Un jour, un outil d'IA générative

Focus

Le débat qui n’en est peut-être pas un

Focus de la lettre 38

En testant Nodalist cette semaine, j’ai lancé le mode “AI Storming” sur un sujet qui, beaucoup le savent ici, m’occupe au quotidien dans mon travail : les IA génératives en éducation, usages et limites. Six modèles de langage, Gemini, ChatGPT, Claude, Grok, Kimi et DeepSeek, ont donc participé à ce que l’outil appelle un “débat” avec Gemini qui jouait le rôle de modérateur.

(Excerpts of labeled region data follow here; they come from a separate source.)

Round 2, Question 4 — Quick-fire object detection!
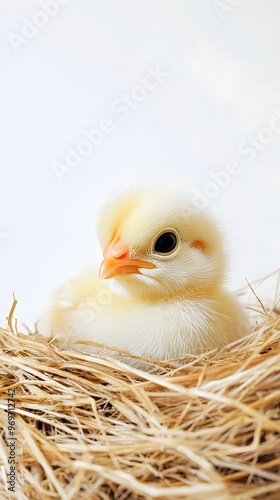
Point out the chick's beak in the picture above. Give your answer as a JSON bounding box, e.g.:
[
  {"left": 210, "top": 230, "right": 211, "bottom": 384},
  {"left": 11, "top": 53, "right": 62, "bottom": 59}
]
[{"left": 99, "top": 237, "right": 155, "bottom": 279}]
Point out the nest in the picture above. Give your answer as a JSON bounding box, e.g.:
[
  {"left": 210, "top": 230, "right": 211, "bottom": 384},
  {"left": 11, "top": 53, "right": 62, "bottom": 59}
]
[{"left": 0, "top": 278, "right": 280, "bottom": 500}]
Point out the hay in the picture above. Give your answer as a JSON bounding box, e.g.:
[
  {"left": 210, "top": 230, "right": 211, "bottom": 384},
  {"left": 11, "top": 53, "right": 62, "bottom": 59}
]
[{"left": 0, "top": 278, "right": 280, "bottom": 500}]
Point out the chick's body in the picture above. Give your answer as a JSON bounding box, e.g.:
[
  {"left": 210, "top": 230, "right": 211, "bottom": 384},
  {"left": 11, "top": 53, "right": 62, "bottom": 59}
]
[{"left": 43, "top": 182, "right": 246, "bottom": 360}]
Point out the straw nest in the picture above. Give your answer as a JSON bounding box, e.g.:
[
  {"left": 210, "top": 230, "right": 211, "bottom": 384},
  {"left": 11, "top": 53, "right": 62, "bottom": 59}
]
[{"left": 0, "top": 278, "right": 280, "bottom": 500}]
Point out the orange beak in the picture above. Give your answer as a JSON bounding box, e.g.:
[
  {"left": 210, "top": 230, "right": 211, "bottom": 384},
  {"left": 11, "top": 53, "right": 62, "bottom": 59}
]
[{"left": 99, "top": 235, "right": 155, "bottom": 279}]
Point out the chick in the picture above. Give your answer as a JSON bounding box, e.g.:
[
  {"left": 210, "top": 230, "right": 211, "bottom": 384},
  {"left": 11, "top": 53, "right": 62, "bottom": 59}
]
[{"left": 39, "top": 181, "right": 247, "bottom": 360}]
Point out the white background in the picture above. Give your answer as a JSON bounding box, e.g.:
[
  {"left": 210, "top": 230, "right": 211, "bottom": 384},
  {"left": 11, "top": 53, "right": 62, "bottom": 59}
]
[{"left": 0, "top": 0, "right": 280, "bottom": 326}]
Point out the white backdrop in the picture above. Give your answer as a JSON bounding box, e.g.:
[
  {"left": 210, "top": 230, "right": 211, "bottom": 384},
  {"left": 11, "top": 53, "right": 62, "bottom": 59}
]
[{"left": 0, "top": 0, "right": 280, "bottom": 326}]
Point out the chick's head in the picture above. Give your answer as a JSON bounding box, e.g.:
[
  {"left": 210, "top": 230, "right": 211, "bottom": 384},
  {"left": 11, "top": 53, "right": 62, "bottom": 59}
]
[{"left": 98, "top": 182, "right": 225, "bottom": 298}]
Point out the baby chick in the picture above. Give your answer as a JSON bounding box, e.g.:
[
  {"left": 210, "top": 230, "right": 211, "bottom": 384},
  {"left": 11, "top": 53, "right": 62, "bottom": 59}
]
[{"left": 41, "top": 181, "right": 247, "bottom": 360}]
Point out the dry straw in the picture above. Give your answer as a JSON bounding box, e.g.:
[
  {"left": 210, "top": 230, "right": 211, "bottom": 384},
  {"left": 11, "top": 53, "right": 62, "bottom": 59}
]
[{"left": 0, "top": 274, "right": 280, "bottom": 500}]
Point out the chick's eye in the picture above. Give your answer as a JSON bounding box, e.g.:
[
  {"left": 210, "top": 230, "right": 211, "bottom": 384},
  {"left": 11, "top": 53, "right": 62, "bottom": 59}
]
[{"left": 154, "top": 232, "right": 177, "bottom": 253}]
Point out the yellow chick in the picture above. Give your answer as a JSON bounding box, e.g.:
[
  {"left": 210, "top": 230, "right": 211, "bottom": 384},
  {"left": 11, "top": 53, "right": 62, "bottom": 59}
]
[{"left": 41, "top": 181, "right": 247, "bottom": 360}]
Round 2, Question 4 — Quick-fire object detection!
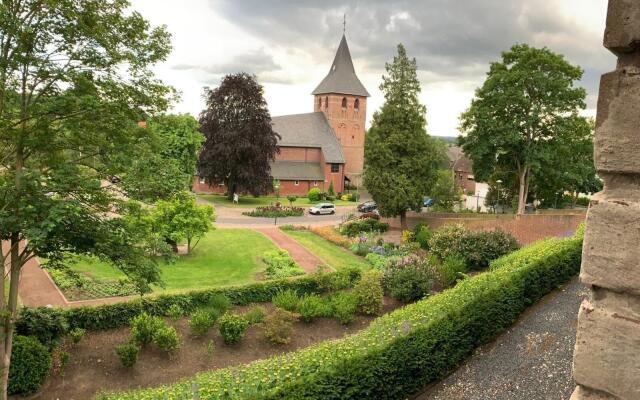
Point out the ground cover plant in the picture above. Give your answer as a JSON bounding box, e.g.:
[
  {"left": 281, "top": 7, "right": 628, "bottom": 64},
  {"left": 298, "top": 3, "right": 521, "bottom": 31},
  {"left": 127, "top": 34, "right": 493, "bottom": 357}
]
[{"left": 101, "top": 233, "right": 582, "bottom": 400}]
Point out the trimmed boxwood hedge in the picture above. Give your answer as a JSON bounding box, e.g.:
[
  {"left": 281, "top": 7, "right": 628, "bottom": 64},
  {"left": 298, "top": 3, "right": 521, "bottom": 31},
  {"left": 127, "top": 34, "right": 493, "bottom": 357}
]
[
  {"left": 16, "top": 269, "right": 360, "bottom": 342},
  {"left": 99, "top": 237, "right": 582, "bottom": 400}
]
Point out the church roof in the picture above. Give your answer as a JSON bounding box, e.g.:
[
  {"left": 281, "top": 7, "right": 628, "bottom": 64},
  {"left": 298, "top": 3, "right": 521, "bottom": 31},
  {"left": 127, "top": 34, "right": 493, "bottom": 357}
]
[
  {"left": 270, "top": 160, "right": 324, "bottom": 181},
  {"left": 311, "top": 35, "right": 369, "bottom": 97},
  {"left": 271, "top": 112, "right": 344, "bottom": 164}
]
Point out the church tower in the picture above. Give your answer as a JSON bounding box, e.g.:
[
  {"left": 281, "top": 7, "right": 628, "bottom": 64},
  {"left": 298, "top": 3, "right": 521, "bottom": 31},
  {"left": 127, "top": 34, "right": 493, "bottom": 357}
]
[{"left": 312, "top": 35, "right": 369, "bottom": 184}]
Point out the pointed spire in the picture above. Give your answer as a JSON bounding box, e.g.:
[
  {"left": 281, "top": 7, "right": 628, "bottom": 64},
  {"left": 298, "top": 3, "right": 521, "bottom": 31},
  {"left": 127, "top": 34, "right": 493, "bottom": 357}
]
[{"left": 311, "top": 34, "right": 369, "bottom": 97}]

Je m’arrête déjà sur les mots. “AI Storming”, comme brainstorming, des cerveaux qui tempêtent. “Débat”, qui implique une conscience de l’autre, une intention d’argumenter et une volonté de convaincre. On est déjà en train d’anthropomorphiser les modèles de langage avant même que cela commence. Le vocabulaire de l’outil nous fait glisser vers quelque chose avant même qu’on ait décidé d’y aller.

Au premier round, chaque modèle a donné sa position initiale. ChatGPT a commencé par les ”amplificateurs pédagogiques”, l’IA comme levier, à condition de ne pas la confondre avec un substitut. Kimi a introduit la figure du “tiers-enseignant”, quelque chose qui redistribue les cartes cognitives sans remplacer le maître. Claude a cadré : “une opportunité à encadrer, non à craindre ou à célébrer sans nuance”. DeepSeek, plus factuel, a pointé le potentiel indéniable tout en soulevant des questions d’intégration. Grok a insisté sur la personnalisation accrue et Gemini s’est centré sur la mutation profonde de la relation pédagogique. Six entrées et six angles distincts, dès le départ.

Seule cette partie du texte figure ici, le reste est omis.